Using Green's function of semi-infinite Weyl semimetals, we present the quantum theory of the collective charge dynamics of Fermi arcs. We find that the Fermi arc plasmons in undoped Weyl semimetals are linearly dispersing gapless plasmon modes. The gaplessness comes from proper consideration of the deep penetration of surface states near the end of the Fermi arcs into the interior of the Weyl semimetal. The linear dispersion—rather than square root dispersion of pure 2D electron systems with extended Fermi surface—arises from the strong anisotropy introduced by the Fermi arc itself, due to which the continuum of surface particle-hole (PH) excitations in this system will have a strong resemblance to a stack of one-dimensional (1D) electron systems. This places the Fermi arc electron liquid in between the 1D and 2D electron liquids. Contamination with the bulk PH excitations in the doped case gives rise to the damping of the Fermi arc sounds.

Figure 1

PHC in (a) 1D and (b) 2D electron gases. (c) PHC of a momentum space stack of 1D systems. The scale $2k_F$ is separation of left and right movers in momentum space. (d) PHC of Fermi arc.
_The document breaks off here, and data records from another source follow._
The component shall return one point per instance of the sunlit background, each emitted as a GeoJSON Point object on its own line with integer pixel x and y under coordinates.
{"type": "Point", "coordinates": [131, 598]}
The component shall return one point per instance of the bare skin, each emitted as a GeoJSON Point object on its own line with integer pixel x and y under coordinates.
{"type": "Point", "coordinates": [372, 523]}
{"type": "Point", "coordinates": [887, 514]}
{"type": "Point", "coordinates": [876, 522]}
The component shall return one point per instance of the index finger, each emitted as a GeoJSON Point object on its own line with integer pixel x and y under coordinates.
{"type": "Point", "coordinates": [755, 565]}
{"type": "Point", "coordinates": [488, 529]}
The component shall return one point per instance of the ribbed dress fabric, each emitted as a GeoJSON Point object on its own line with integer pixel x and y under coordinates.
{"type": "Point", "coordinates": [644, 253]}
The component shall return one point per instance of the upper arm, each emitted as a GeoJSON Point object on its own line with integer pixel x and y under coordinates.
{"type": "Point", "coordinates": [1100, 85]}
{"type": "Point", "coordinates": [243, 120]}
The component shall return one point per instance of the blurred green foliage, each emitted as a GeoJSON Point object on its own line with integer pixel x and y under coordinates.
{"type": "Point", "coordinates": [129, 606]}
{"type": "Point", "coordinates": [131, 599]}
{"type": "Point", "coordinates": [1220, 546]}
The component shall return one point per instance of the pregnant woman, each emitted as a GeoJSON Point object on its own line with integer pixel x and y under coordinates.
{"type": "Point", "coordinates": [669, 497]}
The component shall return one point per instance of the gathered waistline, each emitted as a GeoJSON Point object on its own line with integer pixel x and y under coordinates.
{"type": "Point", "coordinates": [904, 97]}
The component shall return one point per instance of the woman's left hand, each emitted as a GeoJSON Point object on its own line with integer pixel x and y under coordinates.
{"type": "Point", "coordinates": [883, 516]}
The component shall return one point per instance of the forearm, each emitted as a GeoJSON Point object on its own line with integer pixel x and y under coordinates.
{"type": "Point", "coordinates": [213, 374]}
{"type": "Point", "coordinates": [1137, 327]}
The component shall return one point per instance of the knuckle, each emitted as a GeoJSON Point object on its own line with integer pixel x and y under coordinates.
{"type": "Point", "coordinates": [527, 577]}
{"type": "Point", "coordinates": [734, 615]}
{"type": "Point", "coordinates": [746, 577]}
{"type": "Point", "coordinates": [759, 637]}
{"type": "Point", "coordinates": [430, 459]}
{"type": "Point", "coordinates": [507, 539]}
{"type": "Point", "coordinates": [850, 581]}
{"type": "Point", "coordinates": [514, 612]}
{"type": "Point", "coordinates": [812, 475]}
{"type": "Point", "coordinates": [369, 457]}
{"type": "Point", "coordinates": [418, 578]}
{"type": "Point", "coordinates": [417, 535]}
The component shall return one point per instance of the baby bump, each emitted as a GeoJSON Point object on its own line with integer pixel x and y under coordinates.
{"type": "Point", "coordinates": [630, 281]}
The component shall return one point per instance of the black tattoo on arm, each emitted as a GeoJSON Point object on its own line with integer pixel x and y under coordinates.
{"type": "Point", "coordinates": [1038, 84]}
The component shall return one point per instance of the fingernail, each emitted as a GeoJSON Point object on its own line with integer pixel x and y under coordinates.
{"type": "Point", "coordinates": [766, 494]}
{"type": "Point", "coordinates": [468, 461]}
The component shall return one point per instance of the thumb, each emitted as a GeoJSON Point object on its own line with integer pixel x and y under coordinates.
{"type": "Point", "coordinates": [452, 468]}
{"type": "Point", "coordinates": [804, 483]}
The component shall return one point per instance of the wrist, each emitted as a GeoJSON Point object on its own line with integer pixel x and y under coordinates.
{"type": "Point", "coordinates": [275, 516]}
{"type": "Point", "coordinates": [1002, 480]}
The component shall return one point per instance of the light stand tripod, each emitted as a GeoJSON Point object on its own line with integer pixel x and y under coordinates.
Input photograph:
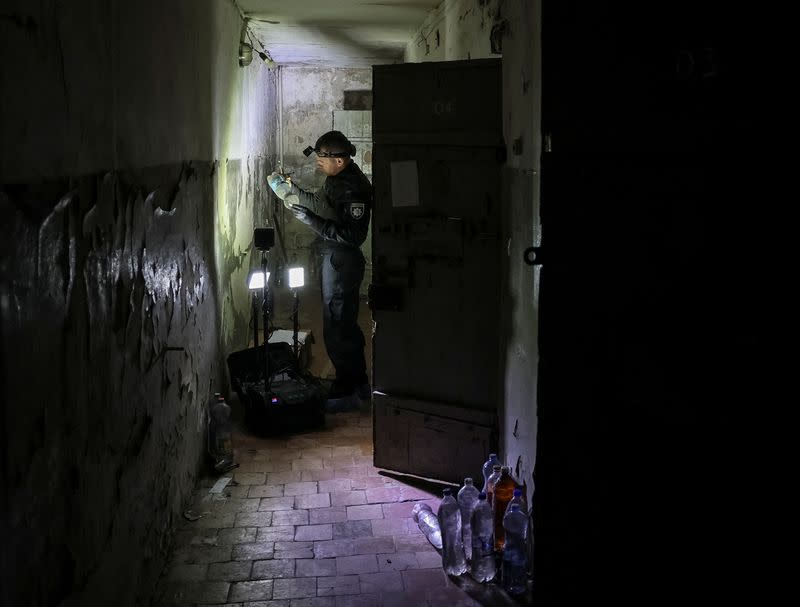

Panel (d) coincides with low-$q$ part of (c).

Figure 2

(a) Schematic representation of the semi-infinite WSM. Color intensity encodes the exponential decay of the surface states. The layers represent the discretization of the $z$ coordinate used in numerical computation. (b) The Fermi arc on the surface of a Weyl semimetal that connects the projection of two Weyl nodes on the surface. The gray curve denotes the penetration depth of the Fermi arc states into the interior of the WSM.

Figure 3

Finite size scaling analysis of the relative slope difference ${\gamma }_N$ (left) and the gap ${\mathrm{\Delta }}_N$ (right) of the lowest Fermi arc plasmon modes. The log-log plot indicates that upon increasing $N$ the gap and slope differences quickly vanish.

Figure 4

Lowest surface plasmon mode of Fermi arc states for a grid of $N=50$ layers with penetration depth of $db=25$. The polar angle is fixed by $\phi =\pi /6$. The dashed line emphasizes the extrapolation to $q\to 0$ limit.

Figure 5

The lowest surface plasmon frequency (dashed blue) and $sin\phi$ function (solid red) as a function of the polar angle $\phi$ for $N=50$ and $db=25$ for a fixed $q=0.01b$ wave vector magnitude.

Figure 6

The electrostatic potential profile for spin $\uparrow$ and $\downarrow$ (degenerate) Fermi arc electrons as a function of distance $zb$ from the surface for $\phi =\pi /6, \left|q\right|=0.1$, and $N=150$. The modes are localized on the surface.

Figure 7

The red plot is the real part of the eigenvalues $\varepsilon \left(\omega \right)$ of the dielectric matrix. The blue plot is the imaginary part of the loss function ${\varepsilon }^{-1}\left(\omega \right)$ as a function of frequency $\omega$ for a mesh with $N=50$ layers and the horizontal momentum $\mathit{q}=0.1$.